Day 15 of 20 *Questions*: Where could I work more and achieve less?

Shoot.  I actually mis-typed that.  But it’s all good.  We gotta roll with these things.

I read a suggestion that to learn better time-management, a first step is to have a day where you work at 60% of your potential.

Let that sink in for a moment.  60%.

I love it.

And why?  Because when we try to work at 110% every day, we lose track of what we’re doing right.  We’re too busy doing it all.  When we work at 110%, sure, everything might get done, but most likely priorities were not lived out, processes were not tended well for completing those tasks in the future, and the people most pleased are probably not the people in your life who most matter.  Working at 110% means we probably haven’t made the hard choices.  For me, when I have a reasoned list of top priorities and I’ve done them well enough, I give myself a 15-minute break.  It’s a reward, sure, but the effect is also that I catch my breath and can decide what direction I want/need to go in next.  Maybe it’s returning to the things done “well enough” to make them better; maybe it’s something new that came up during the day; maybe it’s going back to my to-do list to pick out one more thing that will really ice the cake for a productive day.

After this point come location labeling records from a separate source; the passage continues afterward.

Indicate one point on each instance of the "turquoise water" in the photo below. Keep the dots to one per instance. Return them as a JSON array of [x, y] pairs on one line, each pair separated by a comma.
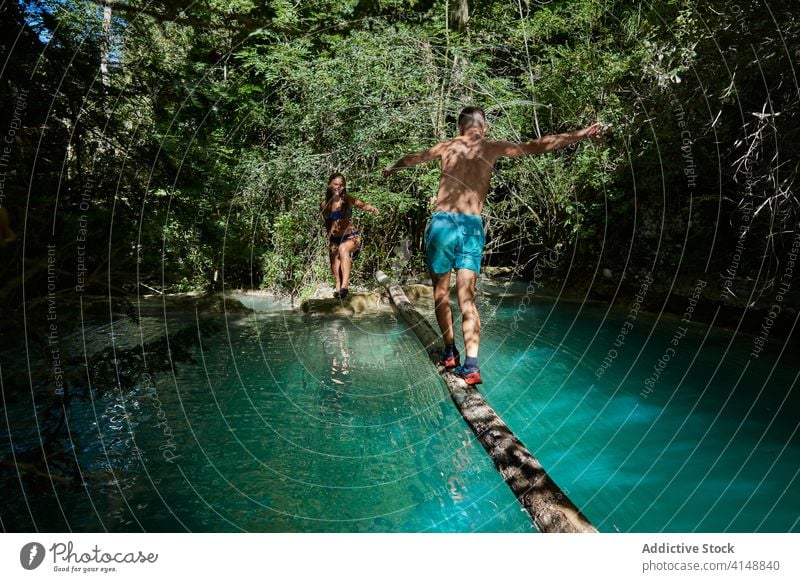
[[701, 437], [287, 422]]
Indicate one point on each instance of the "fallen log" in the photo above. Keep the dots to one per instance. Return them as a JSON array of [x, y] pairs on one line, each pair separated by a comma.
[[548, 506]]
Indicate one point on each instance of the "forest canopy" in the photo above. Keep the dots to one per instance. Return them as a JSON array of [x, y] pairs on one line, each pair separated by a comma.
[[172, 146]]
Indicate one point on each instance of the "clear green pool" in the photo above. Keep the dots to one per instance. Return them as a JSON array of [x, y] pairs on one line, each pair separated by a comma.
[[285, 422]]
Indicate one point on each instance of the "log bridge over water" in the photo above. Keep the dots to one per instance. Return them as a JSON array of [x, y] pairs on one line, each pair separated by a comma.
[[548, 506]]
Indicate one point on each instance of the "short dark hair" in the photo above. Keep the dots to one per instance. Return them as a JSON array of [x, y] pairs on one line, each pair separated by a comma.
[[471, 116]]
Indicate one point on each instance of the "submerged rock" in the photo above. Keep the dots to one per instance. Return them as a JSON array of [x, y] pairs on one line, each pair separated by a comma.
[[354, 303]]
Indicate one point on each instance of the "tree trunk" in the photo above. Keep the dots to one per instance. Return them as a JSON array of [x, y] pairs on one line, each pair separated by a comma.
[[105, 47], [459, 16], [548, 506]]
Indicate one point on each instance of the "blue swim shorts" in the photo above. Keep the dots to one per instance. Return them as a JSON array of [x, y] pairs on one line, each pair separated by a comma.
[[454, 241]]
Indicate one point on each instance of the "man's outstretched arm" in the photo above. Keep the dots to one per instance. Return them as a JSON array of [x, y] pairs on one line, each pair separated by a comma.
[[413, 159], [547, 143]]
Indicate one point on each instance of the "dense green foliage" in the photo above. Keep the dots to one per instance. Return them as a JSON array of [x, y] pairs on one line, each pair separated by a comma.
[[200, 155]]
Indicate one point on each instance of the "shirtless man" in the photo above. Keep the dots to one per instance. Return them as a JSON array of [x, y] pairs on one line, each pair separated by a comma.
[[454, 238]]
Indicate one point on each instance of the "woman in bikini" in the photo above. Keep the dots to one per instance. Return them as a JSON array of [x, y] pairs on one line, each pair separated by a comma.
[[344, 240]]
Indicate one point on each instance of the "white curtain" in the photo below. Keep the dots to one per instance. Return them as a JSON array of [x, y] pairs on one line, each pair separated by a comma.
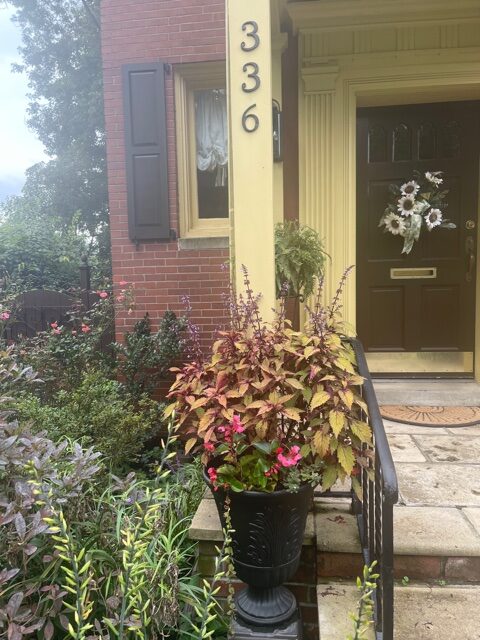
[[212, 133]]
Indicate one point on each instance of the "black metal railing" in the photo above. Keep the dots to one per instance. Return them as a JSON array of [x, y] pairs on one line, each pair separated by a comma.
[[375, 512]]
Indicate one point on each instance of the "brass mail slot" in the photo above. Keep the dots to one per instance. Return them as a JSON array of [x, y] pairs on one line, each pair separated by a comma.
[[413, 273]]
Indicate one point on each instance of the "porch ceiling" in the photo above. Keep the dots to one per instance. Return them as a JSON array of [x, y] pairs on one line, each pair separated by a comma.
[[330, 14]]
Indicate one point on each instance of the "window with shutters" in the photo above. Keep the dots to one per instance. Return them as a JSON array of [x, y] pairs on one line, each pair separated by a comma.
[[202, 149]]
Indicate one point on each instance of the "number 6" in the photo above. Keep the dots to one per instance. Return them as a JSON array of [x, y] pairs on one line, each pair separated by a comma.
[[246, 117]]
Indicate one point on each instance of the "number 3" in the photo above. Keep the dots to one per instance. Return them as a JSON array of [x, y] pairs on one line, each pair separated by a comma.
[[253, 75], [252, 34]]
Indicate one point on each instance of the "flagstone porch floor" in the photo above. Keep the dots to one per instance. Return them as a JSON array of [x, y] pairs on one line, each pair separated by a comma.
[[429, 392], [437, 538]]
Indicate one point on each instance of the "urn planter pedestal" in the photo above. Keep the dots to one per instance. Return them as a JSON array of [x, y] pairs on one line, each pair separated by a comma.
[[268, 531]]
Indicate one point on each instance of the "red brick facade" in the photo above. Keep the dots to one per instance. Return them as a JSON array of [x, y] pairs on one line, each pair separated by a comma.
[[172, 31]]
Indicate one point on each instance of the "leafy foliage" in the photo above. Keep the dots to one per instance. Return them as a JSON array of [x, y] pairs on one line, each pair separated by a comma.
[[98, 413], [273, 403], [82, 396], [61, 57], [362, 619], [83, 552], [299, 259], [145, 357], [37, 253]]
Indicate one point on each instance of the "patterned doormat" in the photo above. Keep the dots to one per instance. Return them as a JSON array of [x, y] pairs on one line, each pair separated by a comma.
[[432, 416]]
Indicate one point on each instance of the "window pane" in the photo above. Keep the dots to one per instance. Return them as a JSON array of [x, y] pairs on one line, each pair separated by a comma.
[[211, 131]]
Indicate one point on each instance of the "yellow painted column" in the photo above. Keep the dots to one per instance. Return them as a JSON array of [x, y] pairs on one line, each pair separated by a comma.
[[249, 79]]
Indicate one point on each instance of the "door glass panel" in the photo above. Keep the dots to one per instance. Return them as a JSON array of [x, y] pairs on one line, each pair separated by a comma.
[[426, 141], [450, 140], [377, 145], [402, 143]]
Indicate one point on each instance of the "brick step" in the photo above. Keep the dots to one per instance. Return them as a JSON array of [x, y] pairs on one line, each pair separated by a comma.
[[422, 611], [429, 544]]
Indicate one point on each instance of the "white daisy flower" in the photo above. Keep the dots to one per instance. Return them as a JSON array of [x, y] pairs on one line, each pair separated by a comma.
[[410, 188], [433, 218], [407, 205], [395, 224], [434, 177]]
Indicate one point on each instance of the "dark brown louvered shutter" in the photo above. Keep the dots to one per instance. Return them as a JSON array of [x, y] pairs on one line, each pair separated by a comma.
[[146, 151]]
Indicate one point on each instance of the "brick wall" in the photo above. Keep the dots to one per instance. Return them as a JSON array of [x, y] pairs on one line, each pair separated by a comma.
[[173, 31]]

Working at 60% for a day would probably be hard for most of us.  We have jobs that matter, whether they matter because of their concrete impact or because they bring home a paycheck.  But the theory behind this is sound: one day at 60% will teach us that we won’t die if we do less than the 110% that’s killing us.  It’ll also teach us to choose priorities – we know that some % of what we do is fluff/padding/not essential/not urgent, but we usually don’t know how much.  So see what makes the cut in doing 60%.  Also, doing the 60% lets you look around, see what might really help your workplace but nobody has time to notice.  Maybe it’ll help you answer the original question for today:  “Where could I work less and achieve more?”

And under all of it, I bet if you have a day at 60%, you’ll have a hard time restraining yourself to do just that much, and you will give yourself credit for how much you are already doing and how hard you work.

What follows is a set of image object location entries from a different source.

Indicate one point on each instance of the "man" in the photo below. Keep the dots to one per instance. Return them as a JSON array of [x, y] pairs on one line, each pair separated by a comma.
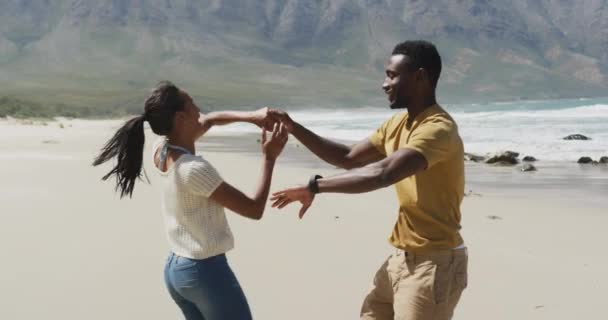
[[421, 153]]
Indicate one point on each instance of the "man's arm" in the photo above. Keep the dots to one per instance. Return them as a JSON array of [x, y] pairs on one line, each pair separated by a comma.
[[332, 152], [396, 167]]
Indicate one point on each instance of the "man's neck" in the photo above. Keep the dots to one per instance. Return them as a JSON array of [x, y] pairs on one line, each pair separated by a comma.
[[419, 105]]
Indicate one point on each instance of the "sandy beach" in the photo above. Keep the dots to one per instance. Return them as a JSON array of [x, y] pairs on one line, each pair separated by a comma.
[[72, 250]]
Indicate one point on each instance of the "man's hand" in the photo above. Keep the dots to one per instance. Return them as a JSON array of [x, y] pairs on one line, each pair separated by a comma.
[[283, 117], [262, 119], [284, 197]]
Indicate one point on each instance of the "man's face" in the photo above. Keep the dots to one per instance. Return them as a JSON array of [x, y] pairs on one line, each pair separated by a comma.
[[399, 82]]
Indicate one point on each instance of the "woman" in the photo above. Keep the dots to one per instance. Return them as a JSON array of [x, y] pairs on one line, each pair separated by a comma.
[[194, 196]]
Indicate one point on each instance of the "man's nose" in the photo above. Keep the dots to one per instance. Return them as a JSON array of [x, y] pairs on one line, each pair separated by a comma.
[[385, 86]]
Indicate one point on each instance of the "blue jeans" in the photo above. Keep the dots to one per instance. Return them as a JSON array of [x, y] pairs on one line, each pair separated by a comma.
[[206, 289]]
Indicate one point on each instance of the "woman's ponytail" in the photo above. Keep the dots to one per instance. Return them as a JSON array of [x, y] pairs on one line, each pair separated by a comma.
[[127, 145]]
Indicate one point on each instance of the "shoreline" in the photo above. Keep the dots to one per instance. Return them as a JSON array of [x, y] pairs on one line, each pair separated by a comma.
[[533, 254]]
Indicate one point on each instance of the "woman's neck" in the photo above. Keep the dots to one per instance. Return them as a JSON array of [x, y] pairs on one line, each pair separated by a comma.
[[180, 141]]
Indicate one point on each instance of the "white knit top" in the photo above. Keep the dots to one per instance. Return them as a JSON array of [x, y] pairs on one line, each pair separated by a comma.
[[196, 225]]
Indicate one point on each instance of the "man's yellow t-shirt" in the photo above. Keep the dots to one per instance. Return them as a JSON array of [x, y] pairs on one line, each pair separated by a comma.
[[429, 201]]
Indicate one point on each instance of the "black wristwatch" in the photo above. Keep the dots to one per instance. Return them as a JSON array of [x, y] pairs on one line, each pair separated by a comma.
[[313, 184]]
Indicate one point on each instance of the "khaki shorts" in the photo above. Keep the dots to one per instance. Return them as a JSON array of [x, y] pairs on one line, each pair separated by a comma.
[[410, 286]]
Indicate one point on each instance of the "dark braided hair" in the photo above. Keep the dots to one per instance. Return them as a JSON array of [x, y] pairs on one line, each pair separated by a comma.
[[127, 144]]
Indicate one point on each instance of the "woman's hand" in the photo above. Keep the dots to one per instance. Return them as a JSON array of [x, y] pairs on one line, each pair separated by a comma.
[[272, 148], [301, 194], [262, 119]]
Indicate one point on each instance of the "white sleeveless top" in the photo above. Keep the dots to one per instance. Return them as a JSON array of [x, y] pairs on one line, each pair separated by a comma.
[[196, 225]]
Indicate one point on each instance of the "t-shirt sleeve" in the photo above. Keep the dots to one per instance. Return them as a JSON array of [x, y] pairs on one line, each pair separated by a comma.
[[378, 138], [202, 178], [434, 140]]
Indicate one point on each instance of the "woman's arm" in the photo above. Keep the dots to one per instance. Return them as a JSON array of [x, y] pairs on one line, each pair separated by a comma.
[[233, 199], [220, 118]]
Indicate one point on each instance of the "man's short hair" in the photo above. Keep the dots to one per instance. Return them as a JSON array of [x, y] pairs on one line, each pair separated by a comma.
[[422, 54]]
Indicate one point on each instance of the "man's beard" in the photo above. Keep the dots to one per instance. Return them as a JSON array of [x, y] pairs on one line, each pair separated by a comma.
[[399, 103]]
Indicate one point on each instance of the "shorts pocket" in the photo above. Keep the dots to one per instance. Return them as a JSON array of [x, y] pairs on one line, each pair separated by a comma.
[[461, 274], [441, 282]]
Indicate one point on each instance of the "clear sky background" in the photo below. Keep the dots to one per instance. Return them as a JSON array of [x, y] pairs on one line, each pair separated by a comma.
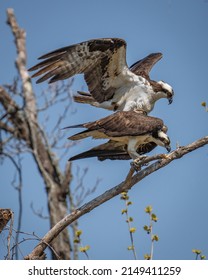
[[179, 192]]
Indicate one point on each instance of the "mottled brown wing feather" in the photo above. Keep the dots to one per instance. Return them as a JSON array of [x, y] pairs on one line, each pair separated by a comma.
[[100, 60], [122, 123], [144, 66], [114, 151]]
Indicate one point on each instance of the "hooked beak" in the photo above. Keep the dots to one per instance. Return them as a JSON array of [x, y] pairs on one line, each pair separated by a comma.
[[170, 100], [168, 148]]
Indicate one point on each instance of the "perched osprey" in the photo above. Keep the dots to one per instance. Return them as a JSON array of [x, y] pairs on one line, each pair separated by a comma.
[[133, 131], [112, 85], [114, 150]]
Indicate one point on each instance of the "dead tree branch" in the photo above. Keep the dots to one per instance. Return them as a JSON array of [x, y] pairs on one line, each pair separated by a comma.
[[22, 123], [124, 186]]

The question is, do you tell your boss or co-workers that “today is 60% day for me”?  I’ll leave that answer up to you!!!

Day 14 of 20 *Questions*: What do I love to practice?

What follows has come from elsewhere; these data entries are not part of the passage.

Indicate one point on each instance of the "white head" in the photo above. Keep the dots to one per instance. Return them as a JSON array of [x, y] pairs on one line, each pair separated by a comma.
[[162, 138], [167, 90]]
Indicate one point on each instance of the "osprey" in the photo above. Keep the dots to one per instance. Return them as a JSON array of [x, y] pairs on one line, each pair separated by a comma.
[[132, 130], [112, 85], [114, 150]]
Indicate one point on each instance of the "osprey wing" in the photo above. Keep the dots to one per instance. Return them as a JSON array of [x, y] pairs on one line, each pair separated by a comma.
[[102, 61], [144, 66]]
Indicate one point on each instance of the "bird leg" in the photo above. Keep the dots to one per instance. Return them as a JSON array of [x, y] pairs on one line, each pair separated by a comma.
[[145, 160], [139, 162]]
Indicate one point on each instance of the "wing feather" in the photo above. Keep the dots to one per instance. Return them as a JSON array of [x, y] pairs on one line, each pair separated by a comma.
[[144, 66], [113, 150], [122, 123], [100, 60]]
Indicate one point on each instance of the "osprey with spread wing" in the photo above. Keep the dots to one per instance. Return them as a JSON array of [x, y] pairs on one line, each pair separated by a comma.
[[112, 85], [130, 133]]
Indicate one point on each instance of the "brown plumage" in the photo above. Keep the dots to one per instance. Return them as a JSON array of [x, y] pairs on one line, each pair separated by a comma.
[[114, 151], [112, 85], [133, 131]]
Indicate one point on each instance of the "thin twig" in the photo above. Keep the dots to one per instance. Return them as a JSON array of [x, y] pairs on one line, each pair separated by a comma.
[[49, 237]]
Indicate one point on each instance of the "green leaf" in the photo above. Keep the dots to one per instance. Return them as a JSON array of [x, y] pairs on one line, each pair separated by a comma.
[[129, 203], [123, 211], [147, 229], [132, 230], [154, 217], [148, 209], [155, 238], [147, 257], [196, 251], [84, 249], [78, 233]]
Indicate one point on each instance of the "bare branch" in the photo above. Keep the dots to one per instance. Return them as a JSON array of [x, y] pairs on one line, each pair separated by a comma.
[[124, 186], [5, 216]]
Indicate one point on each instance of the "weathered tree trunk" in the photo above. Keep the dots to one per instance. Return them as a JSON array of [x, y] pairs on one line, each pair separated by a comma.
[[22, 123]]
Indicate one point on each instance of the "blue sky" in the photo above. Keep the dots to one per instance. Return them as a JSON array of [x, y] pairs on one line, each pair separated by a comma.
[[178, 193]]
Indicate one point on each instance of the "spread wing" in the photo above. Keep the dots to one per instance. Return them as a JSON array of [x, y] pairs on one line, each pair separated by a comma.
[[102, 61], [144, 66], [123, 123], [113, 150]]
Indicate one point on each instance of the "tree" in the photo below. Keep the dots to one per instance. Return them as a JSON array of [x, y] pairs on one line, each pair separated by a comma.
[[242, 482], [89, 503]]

This question is another goodie.  If you answer it, you thereby admit to probably “should be doing more of it.”  For me, I’m teaching Dante guitar so we’re practicing together (he’s just building up his fingertip calluses), trying to run more than 15 minutes without wanting a walking break, and this blog series is practice daily writing.  And of course I try to practice my faith – mostly in prayer and listening to Christian music – which doubles as language practice when I listen to music in Bahasa Malaysia.

When Dante and I are feeling down, or just antsy, or frustrated, we each have a go-to list entitled “Things that I feel better after doing.”  We made the list when we were in a *good* mood.  And you know, the hardest thing when we’re down is mustering the strength to just look at the list.  Because we know if we look at it we will find things we want to do, and we won’t be down anymore, and we don’t think we have the energy for that.  It’s nonsensical, but very real.

Practicing is hard.  It means commitment, focus, energy, time management, and knowledge of self.  Practicing is really hard.  But this question reminds us that we are often doing what we love.  It takes the sting or the delay out of starting what we’re practicing.

It is said that in our world, where many people work at jobs that don’t create a finished project, we need to do something each day with a tangible outcome.  Woodworking, sketching, and cooking are options.  I also include things that are tangible if not lasting – giving a massage, playing an instrument, having a 30-second dance party.  Whatever lets you create something wonderful without demanding that that thing be perfect.  Find something that you love to practice, and know what you will feel better after doing.  Those are your “start” buttons.